Onebridge, a Marlabs Company, is a global AI and Data Analytics Consulting Firm that empowers organizations worldwide to drive better outcomes through data and technology. Since 2005, we have partnered with some of the largest healthcare, life sciences, financial services, and government entities across the globe. We have an exciting opportunity for a highly skilled AWS Data Engineer to join our innovative and dynamic team.
Employment Type: Contract
Location: Indianapolis, IN - Open to Remote
Industry: IT & Services.
AWS Data Engineer | About You
As an AWS Data Engineer, you are responsible for designing and operating cloud-native data pipelines that transform complex operational data from legacy systems into modern, scalable products. Your work is foundational to how the company onboards clients, integrates acquisitions, and evolves into a true platform business. You’re motivated by building reusable infrastructure that reduces complexity, improves data quality, and accelerates growth, and you’re excited to help shape a Platform team focused on schema management, validation frameworks, integrations, and automation.
AWS Data Engineer | Day-to-Day
- Build and maintain robust ETL/ELT pipelines that ingest, validate, and transform operational data from legacy systems.
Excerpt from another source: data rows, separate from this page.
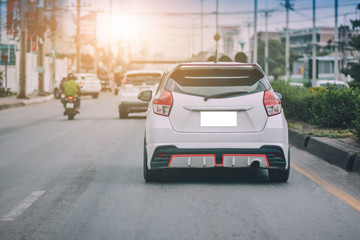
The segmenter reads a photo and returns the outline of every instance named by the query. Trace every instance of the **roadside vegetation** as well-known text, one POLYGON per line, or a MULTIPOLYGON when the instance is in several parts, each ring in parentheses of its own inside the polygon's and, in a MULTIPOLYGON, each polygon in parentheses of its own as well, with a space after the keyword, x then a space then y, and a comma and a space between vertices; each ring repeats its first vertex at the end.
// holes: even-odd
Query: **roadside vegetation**
POLYGON ((283 94, 282 106, 289 127, 314 136, 350 137, 360 142, 359 88, 301 88, 274 81, 283 94))

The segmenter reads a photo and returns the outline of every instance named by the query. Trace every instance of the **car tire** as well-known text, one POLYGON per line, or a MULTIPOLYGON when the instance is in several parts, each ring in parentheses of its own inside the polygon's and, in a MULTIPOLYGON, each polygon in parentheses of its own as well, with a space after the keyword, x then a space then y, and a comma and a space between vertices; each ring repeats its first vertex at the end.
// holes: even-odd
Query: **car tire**
POLYGON ((92 96, 93 98, 98 98, 98 97, 99 97, 99 94, 98 94, 98 93, 93 93, 91 96, 92 96))
POLYGON ((119 93, 119 89, 115 88, 114 94, 117 95, 119 93))
POLYGON ((54 89, 54 97, 55 97, 56 99, 60 99, 60 98, 61 98, 60 90, 57 89, 57 88, 54 89))
POLYGON ((146 152, 146 140, 145 139, 144 139, 144 164, 143 164, 143 170, 144 170, 145 182, 155 182, 155 181, 159 180, 158 172, 148 169, 148 166, 147 166, 147 152, 146 152))
POLYGON ((127 118, 129 115, 129 113, 126 111, 126 109, 124 109, 123 107, 119 107, 119 118, 120 119, 125 119, 127 118))
POLYGON ((290 175, 290 159, 289 159, 289 166, 287 169, 269 169, 269 178, 272 182, 286 182, 289 179, 290 175))
POLYGON ((68 120, 73 120, 74 119, 75 114, 69 112, 67 115, 68 115, 68 120))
- Design and enforce platform data standards, including schema governance and reusable models.
- Develop serverless workflows using AWS-native services like Step Functions, Lambda, S3, ECS, and Terraform.
- Create automation tools that empower non-engineering teams to execute data migrations reliably.
- Embed observability into pipelines with logging, error handling, rollback paths, and monitoring.
- Collaborate with engineering, product, and client-facing teams to define platform standards and long-term vision.
AWS Data Engineer | Skills & Experience
- 5+ years of experience building AWS-native data infrastructure using services like Step Functions, Lambda, S3, ECS, IAM, and Terraform.
- Proven track record designing and delivering complex ETL/ELT pipelines for operational product data.
- Strong proficiency in Python and SQL for data transformation and pipeline development.
- Expertise in schema design, data modeling, validation frameworks, and scalable error handling.
- Familiarity with PostgreSQL and Microsoft SQL Server (T-SQL), with experience bridging data models across systems.
- Solid understanding of infrastructure-as-code (Terraform preferred) and DevOps automation practices.
- Excellent communication and collaboration skills across technical and non-technical teams.